Der New York Social Equity Fund hat gemischte Reaktionen von denjenigen erhalten, die New Jerseys immer noch offenen Erotikmarkt genau beobachten.

„Wir sind kein Vergleich zwischen Äpfeln und Äpfeln, wenn es um Finanzierungsmechanismen geht“, sagte Rechtsanwalt Beau Huch, ehemaliger leitender Berater von Senator Declan O’Scanlon, R-Monmouth, der sowohl an Rechnungen für medizinisches als auch für Freizeit-Cannabis arbeitete. . „Ich weiß, dass New Jersey pleite ist.“

„Wir haben kein Geld zu verschenken und selbst wenn, wäre es hier eine große Belastung“, fügte Huch hinzu.

Edmund DeVeaux, Präsident der Geschäftsgruppe der New Jersey CannaBusiness Association, sagte, es könne nicht nur um das Geld gehen, um den Erfolg von Cannabisunternehmen im Besitz von Minderheiten und Frauen sicherzustellen.

„In unseren sich entwickelnden regulatorischen und legislativen Arenen hat der Staat nicht nur die Gemeinschaften priorisiert, die am stärksten von unfairer Behandlung nach dem Gesetz betroffen sind, sondern diejenigen, die bereits wegen Cannabis und kleinen Start-up-Unternehmen verurteilt wurden, haben auch Zugang zu verschiedenen Formen der Unterstützung durch staatliche Quellen wie die Economic Development Authority, das Business Action Center und die New Jersey Re-entry Corporation“, sagte DeVeaux in einer E-Mail an NJ Cannabis Insider.

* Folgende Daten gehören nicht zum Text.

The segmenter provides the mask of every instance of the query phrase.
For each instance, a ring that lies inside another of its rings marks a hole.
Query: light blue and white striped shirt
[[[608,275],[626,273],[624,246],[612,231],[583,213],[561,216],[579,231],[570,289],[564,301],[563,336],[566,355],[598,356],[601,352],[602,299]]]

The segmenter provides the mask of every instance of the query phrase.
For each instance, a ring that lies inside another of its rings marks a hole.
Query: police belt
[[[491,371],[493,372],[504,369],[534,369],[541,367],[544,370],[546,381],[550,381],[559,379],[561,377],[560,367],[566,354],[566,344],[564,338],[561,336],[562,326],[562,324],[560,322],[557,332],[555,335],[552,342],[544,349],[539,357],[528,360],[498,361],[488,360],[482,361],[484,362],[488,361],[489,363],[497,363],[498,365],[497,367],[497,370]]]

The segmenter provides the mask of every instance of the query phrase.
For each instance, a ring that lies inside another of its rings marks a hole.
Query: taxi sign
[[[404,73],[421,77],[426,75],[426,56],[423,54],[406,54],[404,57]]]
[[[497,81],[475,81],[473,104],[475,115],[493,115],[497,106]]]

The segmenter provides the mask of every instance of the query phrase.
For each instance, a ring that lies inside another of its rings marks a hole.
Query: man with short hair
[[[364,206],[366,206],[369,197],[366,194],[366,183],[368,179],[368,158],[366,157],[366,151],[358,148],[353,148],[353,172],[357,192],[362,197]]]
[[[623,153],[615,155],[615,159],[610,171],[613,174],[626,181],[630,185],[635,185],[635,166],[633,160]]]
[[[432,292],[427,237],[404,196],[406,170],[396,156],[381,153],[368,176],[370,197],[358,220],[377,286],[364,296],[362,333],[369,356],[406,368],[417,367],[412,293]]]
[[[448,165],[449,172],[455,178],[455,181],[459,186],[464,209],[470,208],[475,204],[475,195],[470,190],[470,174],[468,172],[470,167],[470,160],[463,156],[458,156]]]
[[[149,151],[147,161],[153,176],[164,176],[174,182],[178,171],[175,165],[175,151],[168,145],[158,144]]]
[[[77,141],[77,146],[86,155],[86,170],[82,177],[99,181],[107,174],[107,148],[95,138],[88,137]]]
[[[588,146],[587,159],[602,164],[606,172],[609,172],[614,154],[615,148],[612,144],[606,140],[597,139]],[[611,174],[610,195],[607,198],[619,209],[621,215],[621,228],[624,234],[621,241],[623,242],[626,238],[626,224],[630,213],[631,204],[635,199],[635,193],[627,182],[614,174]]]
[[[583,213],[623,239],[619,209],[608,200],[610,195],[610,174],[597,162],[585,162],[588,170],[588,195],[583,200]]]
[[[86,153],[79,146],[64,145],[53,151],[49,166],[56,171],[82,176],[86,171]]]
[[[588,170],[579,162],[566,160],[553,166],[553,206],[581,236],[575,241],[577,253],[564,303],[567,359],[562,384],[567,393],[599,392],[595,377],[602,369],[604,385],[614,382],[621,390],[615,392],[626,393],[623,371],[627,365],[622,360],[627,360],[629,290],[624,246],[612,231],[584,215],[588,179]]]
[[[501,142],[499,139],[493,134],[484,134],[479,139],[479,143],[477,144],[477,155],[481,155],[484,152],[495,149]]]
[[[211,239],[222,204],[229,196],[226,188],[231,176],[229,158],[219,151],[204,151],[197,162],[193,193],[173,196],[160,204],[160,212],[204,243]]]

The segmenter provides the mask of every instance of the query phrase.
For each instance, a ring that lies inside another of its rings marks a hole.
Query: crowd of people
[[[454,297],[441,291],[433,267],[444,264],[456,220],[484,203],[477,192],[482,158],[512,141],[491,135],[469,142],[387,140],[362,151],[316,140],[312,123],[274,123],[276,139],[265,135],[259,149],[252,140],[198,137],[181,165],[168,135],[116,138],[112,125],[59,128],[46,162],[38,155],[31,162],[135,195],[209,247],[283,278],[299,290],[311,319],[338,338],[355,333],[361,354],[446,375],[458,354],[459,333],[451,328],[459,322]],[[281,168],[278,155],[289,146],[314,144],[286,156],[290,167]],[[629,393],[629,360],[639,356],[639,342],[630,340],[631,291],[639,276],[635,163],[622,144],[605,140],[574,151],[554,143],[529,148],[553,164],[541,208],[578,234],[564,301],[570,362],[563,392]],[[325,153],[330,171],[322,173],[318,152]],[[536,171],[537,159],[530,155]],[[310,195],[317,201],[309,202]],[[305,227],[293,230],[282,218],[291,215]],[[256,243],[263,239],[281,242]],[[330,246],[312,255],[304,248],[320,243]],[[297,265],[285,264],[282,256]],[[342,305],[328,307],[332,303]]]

„Es muss anerkannt werden, dass zukünftige und aktuelle Teilnehmer der Cannabisindustrie möglicherweise bestimmte Fähigkeiten verbessern müssen, um langfristig erfolgreich zu sein.“

Einige im Garden State sagen jedoch, dass Antragsteller die finanzielle Unterstützung früher im Antragsverfahren benötigen.

New York plant, innerhalb des nächsten Jahres mit der Erteilung von Lizenzen für den Verkauf von Freizeit-Cannabis für den Gebrauch durch Erwachsene zu beginnen. Der 200-Millionen-Dollar-Social-Equity-Fonds von Hochul würde durch öffentliche und private Mittel unterstützt, um benachteiligten Bewerbern Kapital und Starthilfe bereitzustellen.

Hochul plant, 50 Millionen US-Dollar bereitzustellen – Geld, das New York vorstrecken würde, bevor es für Lizenzgebühren und Cannabissteuern eingezogen wird – und sich für den Rest an private Investoren zu wenden.

Ein privater Partner würde den Fonds verwalten, der sowohl Zuschüsse als auch Darlehen an berechtigte Unternehmen vergeben könnte, darunter solche, die Frauen oder Minderheiten gehören, behinderte Veteranen und Menschen aus Gemeinden, die einer starken Durchsetzung des Unkrautgesetzes ausgesetzt waren. Details sind noch in Vorbereitung.

Wenn dieses Geld genehmigt wird, könnte New York einen Teil davon verwenden, um bei der Eröffnung von Cannabisgeschäften zu helfen, einschließlich der Sicherung von Einzelhandelsmietverträgen und Einrichtungsgeschäften.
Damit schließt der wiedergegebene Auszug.